Step 3: Install Jenkins via Helm

helm install jenkins -n jenkins -f jenkins-values.yaml jenkinsci/jenkins --create-namespace

Step 4: Retrieve admin password

jsonpath="{.data.jenkins-admin-password}"
secret=$(kubectl get secret -n jenkins jenkins -o jsonpath=$jsonpath)
echo $(echo $secret | base64 --decode)

Pros and Cons of Running Jenkins on Kubernetes

Pros

  • Stable Pod Identity: StatefulSet ensures pods have consistent names (e.g., jenkins-0), crucial for data persistence.
  • Dynamic Scaling: Automatically provision and remove Jenkins agents.
  • Resource Efficiency: Kubernetes optimizes hardware usage.
  • High Availability: Kubernetes restarts pods automatically if they fail.

Cons

  • Learning Curve: Kubernetes concepts (StatefulSets, Ingress, PVCs) require time to learn.
  • Configuration Complexity: Setting up RBAC, storage classes, and Ingress resources needs careful planning.
  • Resource Overhead: Kubernetes adds some overhead compared to a single VM deployment.
CI/CD: Running Jenkins Pipelines on Kubernetes Made Simple
In containerization world we run Jenkins pipeline on Kubernetes platform as a pod instead of running it on legacy nodes.

FAQs

  1. Why use a StatefulSet instead of a Deployment?

A StatefulSet ensures that Jenkins retains its identity and attaches to the same storage across restarts. This is crucial for Jenkins as it needs persistent data storage.

  1. Why do we use a Persistent Volume Claim (PVC) and not a Persistent Volume (PV)?

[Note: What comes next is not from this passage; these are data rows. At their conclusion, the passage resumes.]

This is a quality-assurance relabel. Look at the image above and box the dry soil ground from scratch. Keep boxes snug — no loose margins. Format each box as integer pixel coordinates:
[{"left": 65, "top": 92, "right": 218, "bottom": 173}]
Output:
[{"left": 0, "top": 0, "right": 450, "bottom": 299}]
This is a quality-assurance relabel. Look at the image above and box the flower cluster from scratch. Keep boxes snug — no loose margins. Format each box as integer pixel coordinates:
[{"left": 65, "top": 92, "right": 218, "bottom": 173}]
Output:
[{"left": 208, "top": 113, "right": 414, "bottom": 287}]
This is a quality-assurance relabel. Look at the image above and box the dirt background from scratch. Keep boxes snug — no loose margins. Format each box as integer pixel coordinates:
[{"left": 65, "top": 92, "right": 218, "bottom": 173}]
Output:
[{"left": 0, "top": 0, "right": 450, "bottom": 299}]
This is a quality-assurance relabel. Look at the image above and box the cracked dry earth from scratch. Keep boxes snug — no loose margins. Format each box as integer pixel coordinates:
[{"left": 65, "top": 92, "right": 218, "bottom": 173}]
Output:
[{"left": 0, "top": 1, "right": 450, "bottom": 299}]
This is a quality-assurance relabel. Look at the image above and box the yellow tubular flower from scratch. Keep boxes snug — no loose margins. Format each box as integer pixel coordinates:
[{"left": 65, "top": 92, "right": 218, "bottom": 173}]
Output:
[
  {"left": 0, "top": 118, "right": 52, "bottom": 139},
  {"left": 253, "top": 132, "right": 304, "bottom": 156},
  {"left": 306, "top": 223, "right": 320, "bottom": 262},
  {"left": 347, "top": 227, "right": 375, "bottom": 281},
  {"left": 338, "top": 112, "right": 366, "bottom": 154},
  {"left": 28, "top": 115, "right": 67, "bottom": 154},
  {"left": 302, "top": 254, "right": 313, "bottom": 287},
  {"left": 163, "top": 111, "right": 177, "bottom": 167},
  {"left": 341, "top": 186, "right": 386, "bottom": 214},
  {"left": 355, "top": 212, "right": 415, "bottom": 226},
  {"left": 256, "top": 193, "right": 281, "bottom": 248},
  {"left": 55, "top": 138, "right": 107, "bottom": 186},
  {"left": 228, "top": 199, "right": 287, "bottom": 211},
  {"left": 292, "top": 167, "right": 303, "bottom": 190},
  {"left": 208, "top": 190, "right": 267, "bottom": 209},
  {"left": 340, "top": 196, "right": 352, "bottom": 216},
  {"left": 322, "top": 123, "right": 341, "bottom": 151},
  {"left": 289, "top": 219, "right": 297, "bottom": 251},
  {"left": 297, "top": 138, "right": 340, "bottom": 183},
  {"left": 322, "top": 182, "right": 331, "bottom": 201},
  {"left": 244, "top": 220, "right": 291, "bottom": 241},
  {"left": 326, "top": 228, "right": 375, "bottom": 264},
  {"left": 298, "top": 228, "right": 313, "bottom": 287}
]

A PVC allows Kubernetes to dynamically provision storage using a StorageClass, eliminating the need for manual PV creation.

  1. Can we scale Jenkins in Kubernetes?

Yes, but typically we scale Jenkins agents rather than the master node. Jenkins agents can be deployed as separate pods that dynamically scale based on job load. In current setup master node cannot be scaled.

  1. How do we ensure Jenkins data persistence in Kubernetes?

By using a StatefulSet and a PVC-backed volume, we ensure that Jenkins data persists across pod restarts and reschedules.

Conclusion

Running Jenkins on Kubernetes brings modern infrastructure benefits—scalability, resilience, and efficiency—to your CI/CD pipelines. As you become comfortable with Kubernetes, you can further customize your deployments, integrate additional plugins, and optimize resource usage.